Transformation networks of metal-organic cages controlled by chemical stimuli

Abstract

The flexibility of biomolecules enables them to adapt and transform as a result of signals received from the external environment, expressing different functions in different contexts. In similar fashion, coordination cages can undergo stimuli-triggered transformations owing to the dynamic nature of the metal-ligand bonds that hold them together. Different types of stimuli can trigger dynamic reconfiguration of these metal-organic assemblies, to switch on or off desired functionalities. Such adaptable systems are of interest for applications in switchable catalysis, selective molecular recognition or as transformable materials. This review highlights recent advances in the transformation of cages using chemical stimuli, providing a catalogue of reported strategies to transform cages and thus allow the creation of new architectures. Firstly we focus on strategies for transformation through the introduction of new cage components, which trigger reconstitution of the initial set of components. Secondly we summarize conversions triggered by external stimuli such as guests, concentration, solvent or pH, highlighting the adaptation processes that coordination cages can undergo. Finally, systems capable of responding to multiple stimuli are described. Such systems constitute composite chemical networks with the potential for more complex behaviour.
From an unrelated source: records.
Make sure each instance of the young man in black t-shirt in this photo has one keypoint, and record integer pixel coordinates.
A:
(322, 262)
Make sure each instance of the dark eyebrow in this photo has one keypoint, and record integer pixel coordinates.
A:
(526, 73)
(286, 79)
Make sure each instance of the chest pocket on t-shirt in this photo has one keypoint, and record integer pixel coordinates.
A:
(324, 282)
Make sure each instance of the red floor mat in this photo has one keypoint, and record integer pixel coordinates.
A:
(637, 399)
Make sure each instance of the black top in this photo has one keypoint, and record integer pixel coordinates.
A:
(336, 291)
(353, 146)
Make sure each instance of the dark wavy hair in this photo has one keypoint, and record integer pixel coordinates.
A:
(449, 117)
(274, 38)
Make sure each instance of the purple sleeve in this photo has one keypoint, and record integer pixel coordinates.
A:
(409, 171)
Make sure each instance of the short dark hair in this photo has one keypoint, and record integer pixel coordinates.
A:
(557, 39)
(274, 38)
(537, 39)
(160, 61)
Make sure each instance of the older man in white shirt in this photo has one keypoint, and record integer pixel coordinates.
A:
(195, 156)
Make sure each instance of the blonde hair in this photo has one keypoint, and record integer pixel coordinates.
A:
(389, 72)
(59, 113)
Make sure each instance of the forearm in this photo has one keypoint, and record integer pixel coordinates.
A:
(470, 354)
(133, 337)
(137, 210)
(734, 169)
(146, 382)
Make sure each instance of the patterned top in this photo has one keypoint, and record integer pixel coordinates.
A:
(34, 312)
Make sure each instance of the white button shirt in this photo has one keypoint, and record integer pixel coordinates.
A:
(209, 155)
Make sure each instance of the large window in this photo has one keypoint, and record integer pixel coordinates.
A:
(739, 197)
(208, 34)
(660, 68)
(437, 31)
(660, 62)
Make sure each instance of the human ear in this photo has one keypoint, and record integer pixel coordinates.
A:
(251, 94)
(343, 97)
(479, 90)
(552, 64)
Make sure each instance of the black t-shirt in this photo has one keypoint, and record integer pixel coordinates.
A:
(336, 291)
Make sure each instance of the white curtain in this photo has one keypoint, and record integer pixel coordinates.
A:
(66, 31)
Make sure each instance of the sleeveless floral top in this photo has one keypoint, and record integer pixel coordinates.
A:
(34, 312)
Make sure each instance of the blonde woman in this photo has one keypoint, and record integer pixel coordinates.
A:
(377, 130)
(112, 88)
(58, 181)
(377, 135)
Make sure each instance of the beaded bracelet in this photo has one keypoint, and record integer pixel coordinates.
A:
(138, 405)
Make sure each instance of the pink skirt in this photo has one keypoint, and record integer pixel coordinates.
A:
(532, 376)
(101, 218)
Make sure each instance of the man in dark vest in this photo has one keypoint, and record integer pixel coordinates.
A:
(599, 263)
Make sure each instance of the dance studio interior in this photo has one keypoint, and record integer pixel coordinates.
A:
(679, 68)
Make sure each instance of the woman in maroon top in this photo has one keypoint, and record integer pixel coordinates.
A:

We aim to offer new perspectives on how to design transformation networks, in order to shed light on signal-driven transformation processes that lead to the preparation of new functional metal-organic architectures.

Fig. 1. Examples of cage transformations triggered by ligand exchange. (a) A network of interconverting Pd^II₂L₄ cages driven by the binding hierarchy of the ligands to the Pd^II centres. (b) Formation of cage 12 from the double-layered ‘pregnant molecular nanoball’ cage 10. Adapted from ref. with permission from American Chemical Society, copyright 2021. (c) Transformation between Mukherjee's cages 13–15, attributed to enthalpic factors. (d) Chiral memory observed upon exchange of the stereochemically fixed ancillary ligand 21 with the more labile 22 to transform cage 19 to 20.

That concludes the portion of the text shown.